Tech

Steven Sinoskfy claims Windows 8, but acknowledges that the changes were too many

Windows 8 it was a very controversial version due to the great changes it introduced at the user interface level. That interface, first called Metro and then Modern UI, ended up taking its creator ahead, Steven Sinoskfy, who left the Redmond-based corporation through the back door. Now, ten years later, Steven Sinofsky has given an interview to Ars Technica to explain many of the decisions made around Windows 8.

At Ars Technica the interview began, or at least it’s the first question one sees written, asking if Apple’s iPad wasn’t the main reason Windows 8’s quirky interface was created. Here Sinofsky exposed the preponderance of the iPhone first and Android later in the consumer computing market, with sales already in the billions and many people using them instead of an x86 PC.

Furthermore, Sinofsky said that “if there was any hope of increasing PC usage, it would come from having a more smartphone-aligned experience. This applied to the basic user interface (launchers) and metaphors (touch), as well as fundamentals like cloud storage and all-day battery life, and also the way mobile hardware platforms ran beyond PCs, such as with sensors.”

In short, the design team’s intention with the Windows 8 interface was to modernize the system to better fit the forms of use that were spreading at the time, all in order to “take the essence of a PC and take it beyond smartphones.”

The former Microsoft employee has claimed that the Metro design language was “itself an evolution at Microsoft, going from Expedia to Windows Media Center and Windows Phone.” Despite acknowledging that there were alternatives, he said that the company saw that the combination of the start screen and the tile mosaic solved many of the deficiencies that they saw in the start menu, the taskbar, the system tray , devices and notifications.
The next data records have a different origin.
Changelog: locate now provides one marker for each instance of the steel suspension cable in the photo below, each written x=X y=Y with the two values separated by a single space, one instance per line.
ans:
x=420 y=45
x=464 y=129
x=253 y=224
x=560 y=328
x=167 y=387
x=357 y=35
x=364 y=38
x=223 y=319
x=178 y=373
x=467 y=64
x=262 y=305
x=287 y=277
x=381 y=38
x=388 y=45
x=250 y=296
Windows 8 Metro/Modern UI Interface

When asked about his opinion of how Windows 8 has evolved or changed in the last 10 years, Sinofsky has insisted on the current preponderance of mobiles over desktops: “90 percent (that’s a rhetorical statistic) of computing now it’s done through grids of apps, which launch on touch and fill a screen. Mobile browsing dominates desktop browsing, with total screen time on mobile vastly outpacing desktop. Desktop computing is on the decline. That assumes desktop computers aren’t used at all, and a few billion people will never see desktop computers as traditionally imagined.”
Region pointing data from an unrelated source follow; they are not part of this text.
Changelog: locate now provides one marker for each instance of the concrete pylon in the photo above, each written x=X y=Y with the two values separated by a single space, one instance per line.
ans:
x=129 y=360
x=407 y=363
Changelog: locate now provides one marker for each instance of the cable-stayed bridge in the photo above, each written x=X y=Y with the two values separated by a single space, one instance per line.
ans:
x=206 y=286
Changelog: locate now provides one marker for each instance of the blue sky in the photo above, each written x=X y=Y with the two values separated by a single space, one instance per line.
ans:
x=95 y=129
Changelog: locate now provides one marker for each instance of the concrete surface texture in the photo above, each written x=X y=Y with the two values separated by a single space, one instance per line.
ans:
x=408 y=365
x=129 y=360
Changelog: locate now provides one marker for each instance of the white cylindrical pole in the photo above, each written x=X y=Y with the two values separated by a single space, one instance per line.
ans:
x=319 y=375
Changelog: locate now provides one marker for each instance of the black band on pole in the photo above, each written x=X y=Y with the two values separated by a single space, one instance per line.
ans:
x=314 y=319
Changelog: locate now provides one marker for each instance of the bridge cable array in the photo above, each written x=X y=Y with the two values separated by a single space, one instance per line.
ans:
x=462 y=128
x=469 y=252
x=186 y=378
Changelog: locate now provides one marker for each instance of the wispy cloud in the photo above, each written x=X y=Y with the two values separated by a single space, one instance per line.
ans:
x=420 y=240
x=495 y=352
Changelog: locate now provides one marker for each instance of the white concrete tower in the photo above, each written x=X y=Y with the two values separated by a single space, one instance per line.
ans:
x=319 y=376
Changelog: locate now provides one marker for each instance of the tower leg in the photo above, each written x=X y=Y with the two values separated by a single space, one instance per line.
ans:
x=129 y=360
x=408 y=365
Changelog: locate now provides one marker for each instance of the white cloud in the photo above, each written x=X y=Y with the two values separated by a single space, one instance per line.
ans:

Other details said by Sinofsky is that Windows 8 and the division of Surface computers were created in parallel in order to offer a specific experience on a modern hardware platform. On the other hand, he has highlighted features like “contracts,” which he thought were an incredible innovation in connecting apps together to offer things like more user-friendly and integrated search results.

The interview granted to Ars Technica goes much further, but the main conclusion that can be drawn is that Steve Sinofsky is still convinced, at least to a significant percentage, of the vision he wanted to print in Windows 8, despite acknowledging also that the proposed changes were too many and too quicklywith the result that “Windows ended up stalling and today retains its secure footing, albeit that in a shrinking desktop world.”
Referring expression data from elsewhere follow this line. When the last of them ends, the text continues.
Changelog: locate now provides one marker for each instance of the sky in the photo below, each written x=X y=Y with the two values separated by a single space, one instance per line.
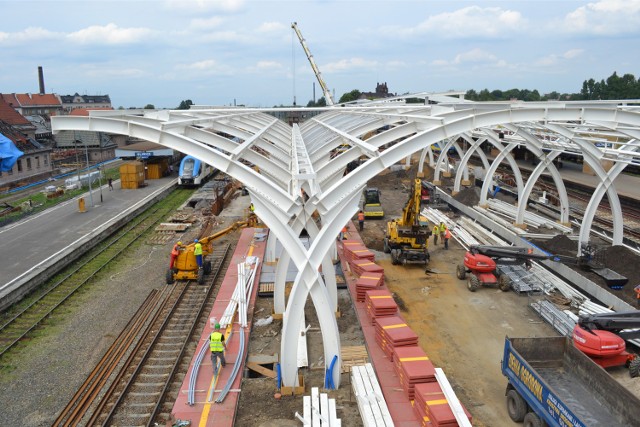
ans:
x=244 y=52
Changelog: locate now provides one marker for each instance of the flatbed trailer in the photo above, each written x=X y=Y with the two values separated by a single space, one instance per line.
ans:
x=551 y=381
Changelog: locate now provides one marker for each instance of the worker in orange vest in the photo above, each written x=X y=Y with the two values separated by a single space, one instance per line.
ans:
x=174 y=254
x=342 y=233
x=447 y=236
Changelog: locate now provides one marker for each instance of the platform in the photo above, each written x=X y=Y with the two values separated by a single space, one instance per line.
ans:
x=205 y=412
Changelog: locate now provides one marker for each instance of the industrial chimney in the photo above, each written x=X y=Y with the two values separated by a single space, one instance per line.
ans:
x=41 y=80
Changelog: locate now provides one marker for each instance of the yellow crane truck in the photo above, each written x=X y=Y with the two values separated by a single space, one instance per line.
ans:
x=407 y=237
x=185 y=266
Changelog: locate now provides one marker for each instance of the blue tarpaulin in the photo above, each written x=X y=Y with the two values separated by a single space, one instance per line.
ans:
x=9 y=153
Like it or not, the paradigm that standardized Windows 95 is still very much in force and most users are very reluctant to radically change it, hence much of the rejection that Windows 8 received. start, although in a somewhat particular way, in Windows 8.1.

On the other hand, Sinofsky is not alone when it comes to trying to change the paradigm of desktop computing, as GNOME, desktop for Linux, has tried to do the same, with the result that most use extensions to get a more user-friendly experience. classic.